Le texte est fort, les mots sont choisis, pesés et cognent : "Des coups de pieds m'ont caressé le dos. Plusieurs fois, pour voir si j'étais encore vivant. C'est comme ça que j'ai compris que j'étais arrivé en Italie et que ce n'était plus de l'eau que j'avais dans la bouche, mais du sable. Je rejoins les animaux de mon espèce, entassés sur la plateforme arrière d'un camion. Le pick-up roule comme un fou sur les petites routes accidentées. Il n'est pas rare de voir tomber quelqu'un qui se fracasse le crâne sur les cailloux. Les corbeaux nettoieront." (p.14/15)

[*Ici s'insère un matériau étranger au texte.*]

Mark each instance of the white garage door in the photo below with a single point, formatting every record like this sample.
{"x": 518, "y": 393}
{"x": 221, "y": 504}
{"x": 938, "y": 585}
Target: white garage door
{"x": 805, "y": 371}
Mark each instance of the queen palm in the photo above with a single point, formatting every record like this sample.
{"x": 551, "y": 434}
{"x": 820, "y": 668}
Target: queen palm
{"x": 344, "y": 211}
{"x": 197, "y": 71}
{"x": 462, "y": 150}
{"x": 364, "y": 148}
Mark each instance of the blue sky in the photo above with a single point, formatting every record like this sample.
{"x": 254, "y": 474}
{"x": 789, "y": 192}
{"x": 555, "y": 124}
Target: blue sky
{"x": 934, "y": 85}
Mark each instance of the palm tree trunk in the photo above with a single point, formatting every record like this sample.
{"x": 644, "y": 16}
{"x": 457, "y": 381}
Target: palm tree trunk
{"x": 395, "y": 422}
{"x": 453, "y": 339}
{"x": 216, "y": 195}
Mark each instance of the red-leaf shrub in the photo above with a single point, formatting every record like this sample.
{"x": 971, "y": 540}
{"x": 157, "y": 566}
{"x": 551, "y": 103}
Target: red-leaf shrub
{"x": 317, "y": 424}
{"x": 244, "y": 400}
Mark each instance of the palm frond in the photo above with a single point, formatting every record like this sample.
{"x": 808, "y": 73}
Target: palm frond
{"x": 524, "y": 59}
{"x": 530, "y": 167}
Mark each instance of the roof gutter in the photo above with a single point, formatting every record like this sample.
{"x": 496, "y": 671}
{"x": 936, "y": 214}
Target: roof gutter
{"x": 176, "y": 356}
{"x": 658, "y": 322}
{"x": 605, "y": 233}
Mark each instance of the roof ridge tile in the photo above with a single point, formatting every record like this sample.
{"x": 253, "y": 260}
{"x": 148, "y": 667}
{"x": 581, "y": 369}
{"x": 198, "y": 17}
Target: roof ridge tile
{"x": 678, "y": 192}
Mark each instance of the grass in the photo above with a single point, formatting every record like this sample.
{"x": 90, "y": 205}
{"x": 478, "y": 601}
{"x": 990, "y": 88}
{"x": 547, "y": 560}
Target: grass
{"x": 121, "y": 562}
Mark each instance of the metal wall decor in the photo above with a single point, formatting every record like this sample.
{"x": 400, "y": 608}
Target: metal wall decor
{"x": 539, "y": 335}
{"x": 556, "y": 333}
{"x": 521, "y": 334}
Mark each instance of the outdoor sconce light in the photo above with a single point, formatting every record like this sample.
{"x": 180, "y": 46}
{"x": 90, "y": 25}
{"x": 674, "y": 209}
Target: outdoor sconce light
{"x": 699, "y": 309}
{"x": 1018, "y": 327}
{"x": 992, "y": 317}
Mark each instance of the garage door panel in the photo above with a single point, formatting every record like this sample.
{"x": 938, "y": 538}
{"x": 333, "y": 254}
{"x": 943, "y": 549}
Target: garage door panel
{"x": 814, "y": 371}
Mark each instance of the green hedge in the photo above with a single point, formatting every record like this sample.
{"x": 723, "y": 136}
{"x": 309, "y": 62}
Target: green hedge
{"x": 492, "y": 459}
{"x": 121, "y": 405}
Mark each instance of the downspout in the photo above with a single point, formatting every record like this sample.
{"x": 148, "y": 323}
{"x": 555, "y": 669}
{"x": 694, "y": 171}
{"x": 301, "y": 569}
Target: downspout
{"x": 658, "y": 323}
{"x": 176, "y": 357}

Et l'on sent l'espoir s'amenuiser au fur et à mesure des portes qui se ferment et l'inévitable chute lorsque plus rien ni personne ne peut aider, lorsque les profiteurs ont tiré le maximum qu'ils pouvaient du jeune homme avant de le laisser tomber et l'ironie et l'aveuglement final. Jusqu'au bout ce jeune homme subit la haine, la violence et le mépris des habitants du pays des Droits de l'Homme qui n'en a plus que le nom, qui ne veut plus rien d'étranger chez lui et qui, selon les discours de certains qui gagnent en audience, ne veut plus vivre que replié sur lui-même, entre les "de souche". Discours moisi, haineux que je rejette par chaque millimètre de ma peau et à chaque pensée. Que ces gens qui disent et pensent comme cela me font peur et pitié !

Lecture indispensable, à se procurer d'urgence à lire et faire lire.